Liebgart Grandi sitzt auf der Couch in ihrem Wohnzimmer. An der Wand über ihr hängt ein großes Ölgemälde. Sie hat es selbst gemalt. Es zeigt Wien, ihre Geburtsstadt. Am 8. Februar 1924 kam sie dort zur Welt. Zuhause ist die Seniorin aber in Herdecke. Hier feiert Liebgart Grandi heute auch ihren 100. Geburtstag – zusammen mit ihren Kindern, Enkeln und Urenkeln.

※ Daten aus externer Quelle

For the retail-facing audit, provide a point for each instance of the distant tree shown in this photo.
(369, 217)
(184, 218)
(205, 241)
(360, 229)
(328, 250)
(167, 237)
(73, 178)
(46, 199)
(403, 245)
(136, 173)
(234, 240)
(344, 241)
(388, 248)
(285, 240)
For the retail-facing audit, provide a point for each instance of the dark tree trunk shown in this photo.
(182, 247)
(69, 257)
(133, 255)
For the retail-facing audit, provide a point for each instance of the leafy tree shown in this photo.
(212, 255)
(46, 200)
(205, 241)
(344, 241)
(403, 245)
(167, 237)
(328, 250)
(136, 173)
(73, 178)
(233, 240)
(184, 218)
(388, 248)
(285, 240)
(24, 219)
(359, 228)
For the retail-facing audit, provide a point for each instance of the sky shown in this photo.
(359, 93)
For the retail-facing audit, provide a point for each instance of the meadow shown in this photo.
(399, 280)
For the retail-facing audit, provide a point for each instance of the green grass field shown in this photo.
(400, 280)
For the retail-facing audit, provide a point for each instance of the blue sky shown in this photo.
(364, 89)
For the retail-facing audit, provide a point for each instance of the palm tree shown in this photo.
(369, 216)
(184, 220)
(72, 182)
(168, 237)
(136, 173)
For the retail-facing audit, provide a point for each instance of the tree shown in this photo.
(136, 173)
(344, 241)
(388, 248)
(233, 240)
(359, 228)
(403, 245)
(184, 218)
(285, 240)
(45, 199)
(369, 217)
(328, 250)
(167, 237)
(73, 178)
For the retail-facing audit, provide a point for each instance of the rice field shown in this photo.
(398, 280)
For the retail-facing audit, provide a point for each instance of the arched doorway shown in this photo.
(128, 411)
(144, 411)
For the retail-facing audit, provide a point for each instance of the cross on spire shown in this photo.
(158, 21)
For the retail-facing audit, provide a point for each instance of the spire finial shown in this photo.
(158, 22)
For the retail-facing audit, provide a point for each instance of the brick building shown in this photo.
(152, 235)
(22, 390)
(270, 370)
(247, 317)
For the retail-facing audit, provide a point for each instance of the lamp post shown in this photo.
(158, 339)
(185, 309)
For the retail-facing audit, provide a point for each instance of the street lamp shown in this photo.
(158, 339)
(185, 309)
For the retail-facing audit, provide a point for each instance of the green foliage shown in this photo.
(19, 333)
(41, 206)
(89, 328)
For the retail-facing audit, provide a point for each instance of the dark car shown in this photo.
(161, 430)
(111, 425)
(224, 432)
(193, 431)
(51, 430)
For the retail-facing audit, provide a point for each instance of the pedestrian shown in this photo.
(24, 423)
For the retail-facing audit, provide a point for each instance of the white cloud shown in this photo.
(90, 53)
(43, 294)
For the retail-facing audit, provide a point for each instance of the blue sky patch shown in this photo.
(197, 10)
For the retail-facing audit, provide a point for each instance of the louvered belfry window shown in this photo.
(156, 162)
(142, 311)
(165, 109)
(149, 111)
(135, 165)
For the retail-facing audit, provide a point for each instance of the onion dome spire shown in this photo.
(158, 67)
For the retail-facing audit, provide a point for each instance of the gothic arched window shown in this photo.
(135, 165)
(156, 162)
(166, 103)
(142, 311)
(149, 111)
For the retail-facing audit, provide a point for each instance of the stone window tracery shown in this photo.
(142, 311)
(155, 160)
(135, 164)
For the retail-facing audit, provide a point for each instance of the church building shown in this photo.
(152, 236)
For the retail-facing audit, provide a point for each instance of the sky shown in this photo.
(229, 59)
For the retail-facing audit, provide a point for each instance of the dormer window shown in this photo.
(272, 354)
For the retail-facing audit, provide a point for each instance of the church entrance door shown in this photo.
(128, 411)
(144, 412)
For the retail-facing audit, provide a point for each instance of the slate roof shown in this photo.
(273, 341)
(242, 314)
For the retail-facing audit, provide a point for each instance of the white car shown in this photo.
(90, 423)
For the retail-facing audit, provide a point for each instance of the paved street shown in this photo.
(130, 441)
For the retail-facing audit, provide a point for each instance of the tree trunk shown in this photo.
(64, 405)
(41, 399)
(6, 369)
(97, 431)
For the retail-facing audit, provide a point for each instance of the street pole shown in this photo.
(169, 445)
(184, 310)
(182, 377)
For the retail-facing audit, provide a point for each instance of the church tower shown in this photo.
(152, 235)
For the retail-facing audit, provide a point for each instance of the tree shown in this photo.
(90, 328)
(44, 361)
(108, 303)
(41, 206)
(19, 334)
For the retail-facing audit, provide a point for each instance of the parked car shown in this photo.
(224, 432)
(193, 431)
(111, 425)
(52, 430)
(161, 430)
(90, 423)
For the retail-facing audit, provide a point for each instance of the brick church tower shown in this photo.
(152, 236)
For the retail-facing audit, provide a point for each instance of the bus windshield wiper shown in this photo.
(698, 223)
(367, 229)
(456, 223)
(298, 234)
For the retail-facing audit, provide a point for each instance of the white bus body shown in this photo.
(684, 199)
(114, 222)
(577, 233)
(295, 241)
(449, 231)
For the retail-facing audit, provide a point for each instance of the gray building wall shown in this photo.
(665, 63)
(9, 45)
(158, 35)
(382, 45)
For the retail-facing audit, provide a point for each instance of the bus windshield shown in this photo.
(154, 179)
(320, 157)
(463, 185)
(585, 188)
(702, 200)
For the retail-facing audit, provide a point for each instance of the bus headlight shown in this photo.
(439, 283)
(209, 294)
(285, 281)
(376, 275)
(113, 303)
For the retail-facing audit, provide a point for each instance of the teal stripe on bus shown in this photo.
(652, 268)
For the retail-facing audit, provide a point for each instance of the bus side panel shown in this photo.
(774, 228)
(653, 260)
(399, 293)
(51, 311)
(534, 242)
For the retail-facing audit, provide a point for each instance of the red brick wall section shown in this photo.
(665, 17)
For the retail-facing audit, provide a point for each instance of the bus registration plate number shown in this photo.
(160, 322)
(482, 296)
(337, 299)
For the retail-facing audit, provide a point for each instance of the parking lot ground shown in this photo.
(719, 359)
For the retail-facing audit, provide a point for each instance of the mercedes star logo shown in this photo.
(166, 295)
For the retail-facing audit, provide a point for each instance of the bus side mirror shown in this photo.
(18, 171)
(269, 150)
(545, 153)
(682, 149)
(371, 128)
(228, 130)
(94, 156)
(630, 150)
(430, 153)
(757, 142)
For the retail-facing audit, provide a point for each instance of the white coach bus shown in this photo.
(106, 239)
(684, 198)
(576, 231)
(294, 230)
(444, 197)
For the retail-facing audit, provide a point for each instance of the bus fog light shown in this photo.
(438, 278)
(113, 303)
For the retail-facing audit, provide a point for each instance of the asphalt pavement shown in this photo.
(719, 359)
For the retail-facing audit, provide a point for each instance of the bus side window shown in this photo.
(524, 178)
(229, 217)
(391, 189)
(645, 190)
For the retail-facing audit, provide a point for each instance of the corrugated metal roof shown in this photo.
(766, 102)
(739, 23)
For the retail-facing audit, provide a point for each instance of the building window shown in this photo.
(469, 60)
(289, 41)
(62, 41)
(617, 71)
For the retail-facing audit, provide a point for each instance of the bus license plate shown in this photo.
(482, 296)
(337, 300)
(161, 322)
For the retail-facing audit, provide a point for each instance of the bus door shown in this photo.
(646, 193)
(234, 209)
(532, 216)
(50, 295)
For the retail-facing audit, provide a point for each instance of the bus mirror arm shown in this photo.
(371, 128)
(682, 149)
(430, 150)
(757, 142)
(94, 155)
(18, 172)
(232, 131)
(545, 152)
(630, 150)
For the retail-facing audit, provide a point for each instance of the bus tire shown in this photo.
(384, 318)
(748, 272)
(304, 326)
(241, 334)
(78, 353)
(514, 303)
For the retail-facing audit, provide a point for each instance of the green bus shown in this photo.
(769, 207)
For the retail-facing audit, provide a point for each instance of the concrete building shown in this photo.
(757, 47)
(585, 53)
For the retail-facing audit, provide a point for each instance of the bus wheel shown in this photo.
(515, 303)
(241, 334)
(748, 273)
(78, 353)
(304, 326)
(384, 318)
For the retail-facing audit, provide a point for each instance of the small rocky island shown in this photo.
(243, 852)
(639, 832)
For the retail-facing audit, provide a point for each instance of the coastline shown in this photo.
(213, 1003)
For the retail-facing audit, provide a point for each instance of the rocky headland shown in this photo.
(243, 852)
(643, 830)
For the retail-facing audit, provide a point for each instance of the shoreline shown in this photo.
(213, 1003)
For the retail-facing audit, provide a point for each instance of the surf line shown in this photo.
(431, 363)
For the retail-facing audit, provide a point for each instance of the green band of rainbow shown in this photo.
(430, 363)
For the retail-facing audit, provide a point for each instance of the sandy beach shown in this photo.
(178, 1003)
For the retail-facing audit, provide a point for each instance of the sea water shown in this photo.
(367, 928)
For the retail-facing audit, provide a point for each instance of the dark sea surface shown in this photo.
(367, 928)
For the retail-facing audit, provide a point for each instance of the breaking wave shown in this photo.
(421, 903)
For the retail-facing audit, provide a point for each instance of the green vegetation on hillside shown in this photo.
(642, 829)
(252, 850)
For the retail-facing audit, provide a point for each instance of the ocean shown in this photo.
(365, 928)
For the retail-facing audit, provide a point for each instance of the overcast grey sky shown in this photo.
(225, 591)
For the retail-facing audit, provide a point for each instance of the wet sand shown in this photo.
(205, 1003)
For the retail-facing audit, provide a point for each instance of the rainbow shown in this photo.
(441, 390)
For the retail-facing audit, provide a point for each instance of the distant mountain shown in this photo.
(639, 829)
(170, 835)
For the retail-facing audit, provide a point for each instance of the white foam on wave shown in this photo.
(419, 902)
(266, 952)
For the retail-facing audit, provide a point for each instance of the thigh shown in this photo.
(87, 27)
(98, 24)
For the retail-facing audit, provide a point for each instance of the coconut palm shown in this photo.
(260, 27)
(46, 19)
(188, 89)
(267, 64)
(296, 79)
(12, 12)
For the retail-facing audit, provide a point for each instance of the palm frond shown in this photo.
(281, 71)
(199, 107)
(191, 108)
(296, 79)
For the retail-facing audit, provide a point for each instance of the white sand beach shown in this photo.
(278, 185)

Haushalts- und Handelsschule

„Wenn ich ihnen alles erzähle, dann brauchen wir lange“, sagt Liebgart Grandi und lächelt. Und dann beginnt sie aus einem ganzen Jahrhundert Leben zu berichten. Aus ihrem ganz persönlichen Jahrhundert. Sie erzählt von ihrer Zeit auf der Haushaltsschule, die sie mit 15 besuchte. Von der Handelsschule, wo sie Steno- und Maschinenschreiben lernte. Von den Jahren, in denen sie als Stenotypistin bei Gericht gearbeitet hat. Und auch von der Zeit nach dem Zweiten Weltkrieg, als sie 1945 im Viehwaggon eines Zuges nach Kassel fuhr und an Wetter-Volmarstein vorbeikam. „Volmarstein – das war ein Wort, das habe ich mir sofort gemerkt“, erinnert sich die dreifache Mutter und elffache Oma bzw. Uroma. Die Gegend habe sie an Tirol erinnert, der Heimat ihres Vaters. „Ich habe Volmarstein gesehen und gedacht: Da könnte ich mal hinfahren.“

Über die zerbombte Ruhrbrücke

Es dauerte nicht lange, da setzte sie den Gedanken in die Tat um. Liebgart Grandi traf am Bahnhof in Wetter ein, lief von dort aus über die Ruhrbrücke. „Ich weiß noch, ich musste über viele Löcher springen. Die hatten die Bomben hinterlassen“, blickt Liebgart Grandi zurück. Sie verschlägt es nach Herdecke, den Ort, der nun seit 75 Jahren ihre Heimat ist. Die erste Nacht bleibt sie im Hotel gegenüber dem Rathaus (heute Heimatherz Hotel garni). Sie arbeitet als Küchenhilfe und Köchin, etwas später als Kindermädchen. „In einem Jahr habe ich an vier Orten in Herdecke gelebt“, sagt Liebgart Grandi.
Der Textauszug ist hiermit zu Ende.